Hey y’all. I hope you’re all having a wonderful day. Today I’m coming to you from my couch (my favorite place), sipping on an iced coffee with cream and sugar (my favorite drink). The patio door is open, and the crisp Boston air is swirling in. The Profit is on, and I’m enjoy myself. It’s my week off of work, and I feel like myself again.
This past week it was Cormac’s first birthday. We wanted to make something special out of it, so my fiance went to Whole Foods and bought Cormac a strip steak. Before we get into Cormac enjoying this beautiful steak, I want to take you back about 3 weeks ago when my fiance lovingly cleaned my cast iron pan after dinner… except the brush he had used was one I had used to clean the shower floor. I had accidentally left the brush by the sink after using it to remove food off of the dishes going into the dishwasher. I was disgusted by the thought of this, and had intended to clean my pan, I swear! But alas… life got away from me.
Fast forward to Cormac’s birthday, when I turned the corner and see Cormac’s beautiful steak sizzling on the cast iron pan. “Not the shower pan!!!” I exclaim, but alas it is too late. After some exchanging of profanities, and starting over with his steak, Cormac still got a meal fit for a king. We cut it up into bite sized pieces, put it in his dish, and he scarfed it down in about 2.5 seconds, and then looked around for more. Then he got a birthday cake. My little prince.

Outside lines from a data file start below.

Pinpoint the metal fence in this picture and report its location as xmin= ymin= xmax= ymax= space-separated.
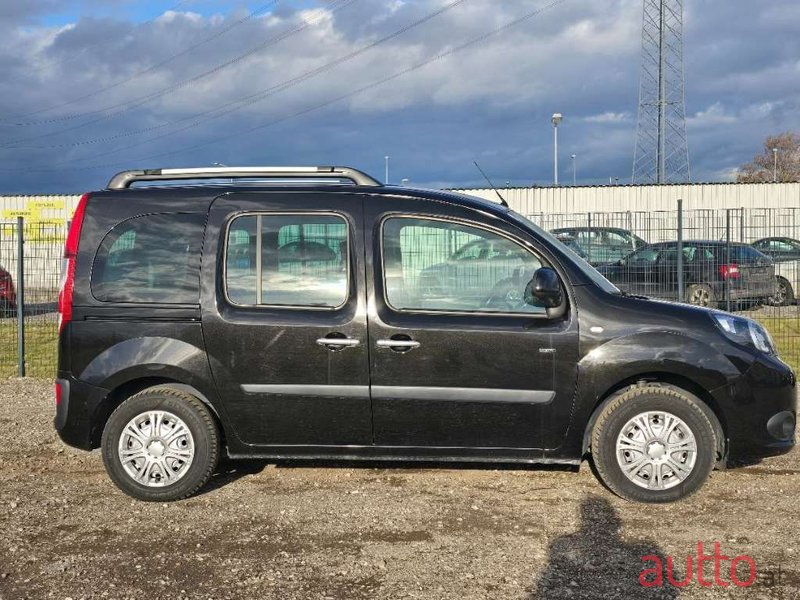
xmin=0 ymin=203 xmax=800 ymax=377
xmin=527 ymin=201 xmax=800 ymax=369
xmin=0 ymin=218 xmax=67 ymax=377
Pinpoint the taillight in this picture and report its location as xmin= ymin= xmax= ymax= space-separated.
xmin=719 ymin=264 xmax=741 ymax=279
xmin=57 ymin=194 xmax=89 ymax=336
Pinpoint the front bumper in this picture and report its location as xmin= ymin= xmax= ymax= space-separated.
xmin=716 ymin=356 xmax=797 ymax=461
xmin=53 ymin=374 xmax=108 ymax=450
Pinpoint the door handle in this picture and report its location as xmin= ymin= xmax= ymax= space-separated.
xmin=377 ymin=340 xmax=420 ymax=350
xmin=317 ymin=338 xmax=361 ymax=348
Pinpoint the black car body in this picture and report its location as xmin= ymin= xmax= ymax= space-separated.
xmin=550 ymin=227 xmax=647 ymax=266
xmin=599 ymin=240 xmax=775 ymax=307
xmin=55 ymin=168 xmax=796 ymax=501
xmin=752 ymin=237 xmax=800 ymax=263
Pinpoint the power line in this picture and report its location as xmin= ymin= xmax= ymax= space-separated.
xmin=0 ymin=0 xmax=357 ymax=131
xmin=6 ymin=0 xmax=466 ymax=155
xmin=0 ymin=0 xmax=191 ymax=110
xmin=0 ymin=0 xmax=279 ymax=120
xmin=12 ymin=0 xmax=569 ymax=172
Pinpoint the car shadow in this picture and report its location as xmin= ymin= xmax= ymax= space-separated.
xmin=195 ymin=458 xmax=579 ymax=496
xmin=270 ymin=459 xmax=579 ymax=473
xmin=528 ymin=496 xmax=685 ymax=600
xmin=195 ymin=458 xmax=270 ymax=496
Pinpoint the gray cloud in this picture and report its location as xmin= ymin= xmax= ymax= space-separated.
xmin=0 ymin=0 xmax=800 ymax=192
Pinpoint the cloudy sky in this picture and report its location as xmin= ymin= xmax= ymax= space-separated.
xmin=0 ymin=0 xmax=800 ymax=193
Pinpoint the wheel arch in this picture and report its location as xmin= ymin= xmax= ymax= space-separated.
xmin=581 ymin=372 xmax=728 ymax=465
xmin=90 ymin=376 xmax=226 ymax=448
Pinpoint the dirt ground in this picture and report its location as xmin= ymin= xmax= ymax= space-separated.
xmin=0 ymin=380 xmax=800 ymax=600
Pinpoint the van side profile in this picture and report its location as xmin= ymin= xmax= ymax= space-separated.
xmin=55 ymin=167 xmax=796 ymax=502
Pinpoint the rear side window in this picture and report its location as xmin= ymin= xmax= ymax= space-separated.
xmin=225 ymin=214 xmax=348 ymax=308
xmin=91 ymin=214 xmax=205 ymax=304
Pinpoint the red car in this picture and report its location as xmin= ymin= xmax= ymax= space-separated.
xmin=0 ymin=267 xmax=17 ymax=315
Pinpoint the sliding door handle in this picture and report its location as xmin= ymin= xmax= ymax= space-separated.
xmin=317 ymin=338 xmax=361 ymax=348
xmin=377 ymin=340 xmax=420 ymax=352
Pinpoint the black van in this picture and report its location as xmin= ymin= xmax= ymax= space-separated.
xmin=55 ymin=167 xmax=796 ymax=502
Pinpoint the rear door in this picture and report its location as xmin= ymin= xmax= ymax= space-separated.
xmin=365 ymin=196 xmax=578 ymax=455
xmin=202 ymin=191 xmax=372 ymax=452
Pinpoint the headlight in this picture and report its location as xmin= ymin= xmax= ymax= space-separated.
xmin=712 ymin=313 xmax=776 ymax=354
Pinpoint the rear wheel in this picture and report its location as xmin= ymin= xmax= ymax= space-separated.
xmin=686 ymin=283 xmax=717 ymax=308
xmin=102 ymin=388 xmax=220 ymax=502
xmin=770 ymin=277 xmax=794 ymax=306
xmin=591 ymin=384 xmax=717 ymax=502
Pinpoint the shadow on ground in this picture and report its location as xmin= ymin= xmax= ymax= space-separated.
xmin=529 ymin=496 xmax=682 ymax=600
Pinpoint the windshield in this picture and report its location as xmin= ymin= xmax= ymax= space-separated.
xmin=508 ymin=210 xmax=621 ymax=294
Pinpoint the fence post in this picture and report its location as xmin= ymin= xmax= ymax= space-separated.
xmin=678 ymin=198 xmax=686 ymax=302
xmin=17 ymin=217 xmax=25 ymax=377
xmin=725 ymin=208 xmax=731 ymax=312
xmin=739 ymin=206 xmax=745 ymax=243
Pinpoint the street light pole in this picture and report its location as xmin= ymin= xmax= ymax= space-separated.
xmin=550 ymin=113 xmax=564 ymax=185
xmin=772 ymin=148 xmax=778 ymax=183
xmin=571 ymin=154 xmax=578 ymax=186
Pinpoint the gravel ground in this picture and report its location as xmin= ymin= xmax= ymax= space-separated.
xmin=0 ymin=379 xmax=800 ymax=600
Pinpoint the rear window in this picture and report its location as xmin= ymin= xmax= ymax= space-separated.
xmin=91 ymin=214 xmax=205 ymax=304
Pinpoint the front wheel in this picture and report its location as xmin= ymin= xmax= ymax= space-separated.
xmin=770 ymin=277 xmax=794 ymax=306
xmin=686 ymin=283 xmax=717 ymax=308
xmin=591 ymin=384 xmax=717 ymax=502
xmin=102 ymin=387 xmax=220 ymax=502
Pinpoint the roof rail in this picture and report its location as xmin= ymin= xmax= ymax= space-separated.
xmin=108 ymin=167 xmax=382 ymax=190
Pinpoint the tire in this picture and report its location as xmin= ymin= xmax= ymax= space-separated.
xmin=591 ymin=383 xmax=718 ymax=503
xmin=101 ymin=387 xmax=220 ymax=502
xmin=770 ymin=277 xmax=794 ymax=306
xmin=686 ymin=283 xmax=717 ymax=308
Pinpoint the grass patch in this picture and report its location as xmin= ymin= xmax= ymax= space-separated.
xmin=0 ymin=317 xmax=58 ymax=379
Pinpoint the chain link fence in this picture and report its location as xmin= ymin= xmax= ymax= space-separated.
xmin=527 ymin=202 xmax=800 ymax=369
xmin=0 ymin=219 xmax=67 ymax=377
xmin=0 ymin=205 xmax=800 ymax=377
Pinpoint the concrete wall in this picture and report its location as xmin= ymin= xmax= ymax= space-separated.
xmin=455 ymin=183 xmax=800 ymax=215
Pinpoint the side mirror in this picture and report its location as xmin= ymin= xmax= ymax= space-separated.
xmin=525 ymin=267 xmax=565 ymax=316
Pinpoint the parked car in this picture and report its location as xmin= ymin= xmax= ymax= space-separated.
xmin=54 ymin=167 xmax=796 ymax=502
xmin=751 ymin=237 xmax=800 ymax=263
xmin=551 ymin=227 xmax=647 ymax=266
xmin=555 ymin=233 xmax=589 ymax=262
xmin=598 ymin=241 xmax=775 ymax=308
xmin=0 ymin=267 xmax=17 ymax=317
xmin=753 ymin=237 xmax=800 ymax=306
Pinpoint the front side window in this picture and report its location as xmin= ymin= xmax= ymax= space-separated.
xmin=225 ymin=214 xmax=349 ymax=308
xmin=383 ymin=217 xmax=546 ymax=314
xmin=91 ymin=214 xmax=205 ymax=304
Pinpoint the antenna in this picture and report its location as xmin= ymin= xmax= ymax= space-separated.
xmin=472 ymin=160 xmax=508 ymax=208
xmin=633 ymin=0 xmax=690 ymax=183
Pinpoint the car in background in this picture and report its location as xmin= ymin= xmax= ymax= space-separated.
xmin=598 ymin=241 xmax=776 ymax=308
xmin=0 ymin=267 xmax=17 ymax=317
xmin=750 ymin=237 xmax=800 ymax=262
xmin=752 ymin=237 xmax=800 ymax=306
xmin=555 ymin=233 xmax=589 ymax=261
xmin=550 ymin=227 xmax=647 ymax=266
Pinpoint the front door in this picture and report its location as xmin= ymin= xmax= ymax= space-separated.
xmin=202 ymin=191 xmax=372 ymax=451
xmin=365 ymin=196 xmax=578 ymax=454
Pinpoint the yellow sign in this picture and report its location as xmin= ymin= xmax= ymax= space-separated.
xmin=3 ymin=208 xmax=34 ymax=219
xmin=24 ymin=221 xmax=67 ymax=244
xmin=28 ymin=200 xmax=64 ymax=210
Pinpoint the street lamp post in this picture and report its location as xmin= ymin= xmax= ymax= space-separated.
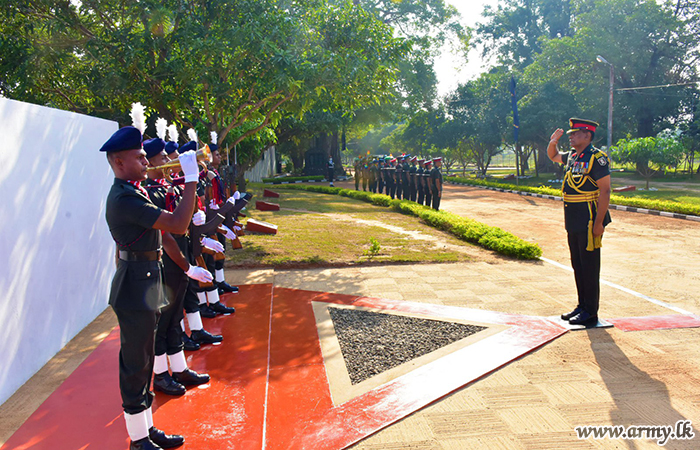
xmin=596 ymin=55 xmax=615 ymax=150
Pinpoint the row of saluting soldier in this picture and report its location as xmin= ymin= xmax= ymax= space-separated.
xmin=354 ymin=155 xmax=443 ymax=210
xmin=100 ymin=103 xmax=250 ymax=450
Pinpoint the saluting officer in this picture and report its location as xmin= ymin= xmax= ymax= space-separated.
xmin=100 ymin=121 xmax=199 ymax=450
xmin=416 ymin=159 xmax=425 ymax=205
xmin=547 ymin=118 xmax=611 ymax=326
xmin=423 ymin=158 xmax=433 ymax=208
xmin=143 ymin=135 xmax=213 ymax=395
xmin=430 ymin=158 xmax=442 ymax=210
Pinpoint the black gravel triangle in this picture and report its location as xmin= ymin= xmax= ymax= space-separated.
xmin=328 ymin=307 xmax=487 ymax=385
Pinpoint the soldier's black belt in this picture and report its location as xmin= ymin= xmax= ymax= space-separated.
xmin=119 ymin=250 xmax=163 ymax=261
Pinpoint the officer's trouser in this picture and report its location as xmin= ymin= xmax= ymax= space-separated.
xmin=567 ymin=231 xmax=600 ymax=316
xmin=112 ymin=307 xmax=160 ymax=414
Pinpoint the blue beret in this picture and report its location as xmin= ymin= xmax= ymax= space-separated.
xmin=177 ymin=141 xmax=197 ymax=153
xmin=100 ymin=126 xmax=143 ymax=152
xmin=165 ymin=141 xmax=180 ymax=155
xmin=143 ymin=138 xmax=165 ymax=159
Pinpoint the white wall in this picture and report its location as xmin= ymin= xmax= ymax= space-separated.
xmin=0 ymin=98 xmax=118 ymax=404
xmin=243 ymin=146 xmax=277 ymax=183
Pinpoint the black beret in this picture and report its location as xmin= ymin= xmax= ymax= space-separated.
xmin=100 ymin=126 xmax=143 ymax=153
xmin=165 ymin=141 xmax=180 ymax=155
xmin=143 ymin=138 xmax=165 ymax=159
xmin=177 ymin=141 xmax=197 ymax=153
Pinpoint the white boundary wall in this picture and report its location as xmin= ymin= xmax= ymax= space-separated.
xmin=0 ymin=98 xmax=118 ymax=404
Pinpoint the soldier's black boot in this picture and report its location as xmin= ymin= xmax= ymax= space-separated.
xmin=148 ymin=427 xmax=185 ymax=448
xmin=173 ymin=369 xmax=209 ymax=386
xmin=129 ymin=437 xmax=163 ymax=450
xmin=209 ymin=302 xmax=236 ymax=314
xmin=182 ymin=333 xmax=199 ymax=352
xmin=153 ymin=371 xmax=187 ymax=395
xmin=561 ymin=306 xmax=583 ymax=320
xmin=192 ymin=329 xmax=224 ymax=345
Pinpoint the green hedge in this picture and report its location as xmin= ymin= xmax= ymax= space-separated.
xmin=449 ymin=177 xmax=700 ymax=216
xmin=263 ymin=175 xmax=325 ymax=184
xmin=274 ymin=185 xmax=542 ymax=259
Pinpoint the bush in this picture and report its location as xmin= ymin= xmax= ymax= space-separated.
xmin=263 ymin=175 xmax=325 ymax=184
xmin=274 ymin=185 xmax=542 ymax=259
xmin=452 ymin=177 xmax=700 ymax=216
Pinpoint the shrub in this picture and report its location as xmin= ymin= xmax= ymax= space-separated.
xmin=274 ymin=184 xmax=542 ymax=259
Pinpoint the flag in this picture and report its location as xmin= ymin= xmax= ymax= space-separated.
xmin=508 ymin=77 xmax=520 ymax=142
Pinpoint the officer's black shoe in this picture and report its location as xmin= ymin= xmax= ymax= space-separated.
xmin=182 ymin=333 xmax=199 ymax=352
xmin=209 ymin=302 xmax=236 ymax=314
xmin=148 ymin=427 xmax=185 ymax=448
xmin=217 ymin=281 xmax=238 ymax=294
xmin=569 ymin=311 xmax=598 ymax=326
xmin=192 ymin=330 xmax=224 ymax=345
xmin=129 ymin=437 xmax=163 ymax=450
xmin=199 ymin=303 xmax=216 ymax=319
xmin=561 ymin=306 xmax=583 ymax=320
xmin=173 ymin=369 xmax=209 ymax=386
xmin=153 ymin=372 xmax=187 ymax=395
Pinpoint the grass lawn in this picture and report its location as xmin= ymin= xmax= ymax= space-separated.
xmin=452 ymin=171 xmax=700 ymax=205
xmin=226 ymin=185 xmax=478 ymax=268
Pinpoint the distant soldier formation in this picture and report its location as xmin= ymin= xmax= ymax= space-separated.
xmin=354 ymin=155 xmax=443 ymax=210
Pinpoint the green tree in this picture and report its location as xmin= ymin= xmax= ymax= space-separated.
xmin=612 ymin=135 xmax=683 ymax=190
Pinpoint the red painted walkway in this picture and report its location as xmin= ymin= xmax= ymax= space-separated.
xmin=0 ymin=285 xmax=566 ymax=450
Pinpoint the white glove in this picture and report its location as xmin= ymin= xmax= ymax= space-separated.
xmin=192 ymin=211 xmax=207 ymax=227
xmin=219 ymin=224 xmax=236 ymax=239
xmin=185 ymin=264 xmax=214 ymax=283
xmin=177 ymin=150 xmax=199 ymax=183
xmin=202 ymin=237 xmax=224 ymax=253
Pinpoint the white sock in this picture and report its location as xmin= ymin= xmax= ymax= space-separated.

We got some cheese and cracker plates put together, went outside, and threw some hamburgers on the grill. As the Lord Hobo flowed, EEE infested mosquitoes swirled around our heads, and the hamburgs sizzled, Cormac ran around the courtyard with his friend Gracie. He jumped up onto the raised garden bed. I walked over to reprimand him and tell him to get down, when he emerged from the bushes with what appeared to be a long thick strip of moss in his mouth. It was dark, so I focused my eyes a bit more, when I suddenly saw a spine and heard bones clanking around from this mysterious object.
Screams of fear and disgust ensued at the realization that my beautiful baby boy was carrying around a decaying rabbit dug up from its grave. Poor baby Cormac was just being the dog he is and presenting me with his cool new gift. The surgeon in the group took the grilling tongs, got the rabbit, and threw it away (yes, along with the tongs). That night, Cormac got a lot of doggy toothpaste and a bath.
Overall, I think Mr Cormac had a pretty awesome day. He went to bed full of steak, legs tired after playing with friends, and with the taste of dead rabbit in his mouth. What more could a dog ask for?